In a new preliminary study, researchers from the National Institute of Allergy and Infectious Diseases, the Scripps Research Institute, the Fred Hutchinson Cancer Research Center, and the University of Washington, among other research institutes, found that an experimental HIV vaccine was able to induce human immune system response necessary to produce bnAb against HIV. This is the first time a vaccine has been shown to do this in humans. The findings were published in the Dec. 2, 2022 issue of Science titled “Vaccination induces HIV broadly neutralizing antibody precursors in human”.
The new trial included 48 healthy adults who were randomly assigned to receive either two doses of an experimental HIV vaccine or two doses of a placebo (inactive substance). The experimental HIV vaccine resulted in a considerable increase in immune cells called B cells, which create bnAb precursor molecules against HIV in 35 of the 36 individuals. This accomplishment serves as “proof of concept” that a vaccine has the ability to elicit such a response.
“This is obviously an encouraging finding,” said Dr. Colleen Kelley, an associate professor at Emory University School of Medicine who was not involved in the study, “but there’s still a lot of research to be done.” According to Kelley, the initial step is to induce these B cells to generate. The main question right now is whether these bnAb precursor molecules can be stimulated to mature into bnAb antibodies.
Since the 1980s, scientists have been trying to develop an HIV vaccine, with occasional glimmers of hope followed by disappointment. HIV is a formidable enemy for many reasons—not the least of which is its ability to mutate rapidly, producing new strains of the virus as it is passed from one person to another.
“Traditional vaccines against viral diseases such as measles, influenza, or COVID-19 work by stimulating the immune system to produce antibodies against the virus, which do not work against HIV,” Kelley explained, “and vaccines that successfully produce antibodies were developed, but these antibodies do not stop HIV infection.” Dr. Juliana McElrath, co-corresponding author of the paper and a professor at the Fred Hutchinson Cancer Research Center, said, “We haven’t been able to develop an HIV vaccine because it’s really hard to do.”
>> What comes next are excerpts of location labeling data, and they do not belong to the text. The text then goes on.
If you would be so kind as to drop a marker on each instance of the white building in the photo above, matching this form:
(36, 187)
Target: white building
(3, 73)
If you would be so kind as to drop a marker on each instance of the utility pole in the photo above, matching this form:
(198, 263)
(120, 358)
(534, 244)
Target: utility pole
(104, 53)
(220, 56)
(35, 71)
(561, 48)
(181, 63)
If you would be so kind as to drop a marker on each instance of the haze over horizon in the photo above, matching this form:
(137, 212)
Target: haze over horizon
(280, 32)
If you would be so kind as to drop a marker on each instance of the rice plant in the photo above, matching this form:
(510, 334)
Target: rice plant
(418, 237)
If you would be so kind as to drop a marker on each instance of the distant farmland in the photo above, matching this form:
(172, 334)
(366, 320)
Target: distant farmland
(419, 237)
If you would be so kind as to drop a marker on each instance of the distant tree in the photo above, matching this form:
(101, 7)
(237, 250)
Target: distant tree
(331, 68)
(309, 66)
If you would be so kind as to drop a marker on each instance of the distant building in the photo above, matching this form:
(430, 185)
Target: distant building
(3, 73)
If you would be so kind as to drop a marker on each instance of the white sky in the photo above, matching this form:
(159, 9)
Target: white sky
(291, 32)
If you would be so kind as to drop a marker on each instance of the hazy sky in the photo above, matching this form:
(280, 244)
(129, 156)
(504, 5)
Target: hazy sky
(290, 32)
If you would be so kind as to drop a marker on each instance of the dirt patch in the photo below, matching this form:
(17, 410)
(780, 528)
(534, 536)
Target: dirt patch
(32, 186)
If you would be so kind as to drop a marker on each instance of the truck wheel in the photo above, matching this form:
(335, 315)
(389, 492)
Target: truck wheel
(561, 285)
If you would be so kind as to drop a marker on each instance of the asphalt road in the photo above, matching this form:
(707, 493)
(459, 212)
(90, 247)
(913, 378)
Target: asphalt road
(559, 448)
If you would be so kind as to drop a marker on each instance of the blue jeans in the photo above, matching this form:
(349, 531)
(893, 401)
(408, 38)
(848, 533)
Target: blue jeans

The experimental HIV vaccine tested in this new study is eOD-GT8 60mer which utilizes an engineered immunogen to elicit an immune response. It is designed to stimulate and expand certain rare B cells that have the potential to produce antibodies against HIV’s bnAb.
There were no safety concerns among the 36 participants who received this investigational HIV vaccine. All but one demonstrated the immunological response that the authors were hoping for, which McElrath and Kelley both agreed is an essential step. However, it is merely the first stage in a lengthy process.
These researchers are now starting another small clinical trial in healthy volunteers, this time using eOD-GT8 60mer followed by a booster vaccination with a different immunogen to try to drive the maturation of the bnAb precursor molecules even further.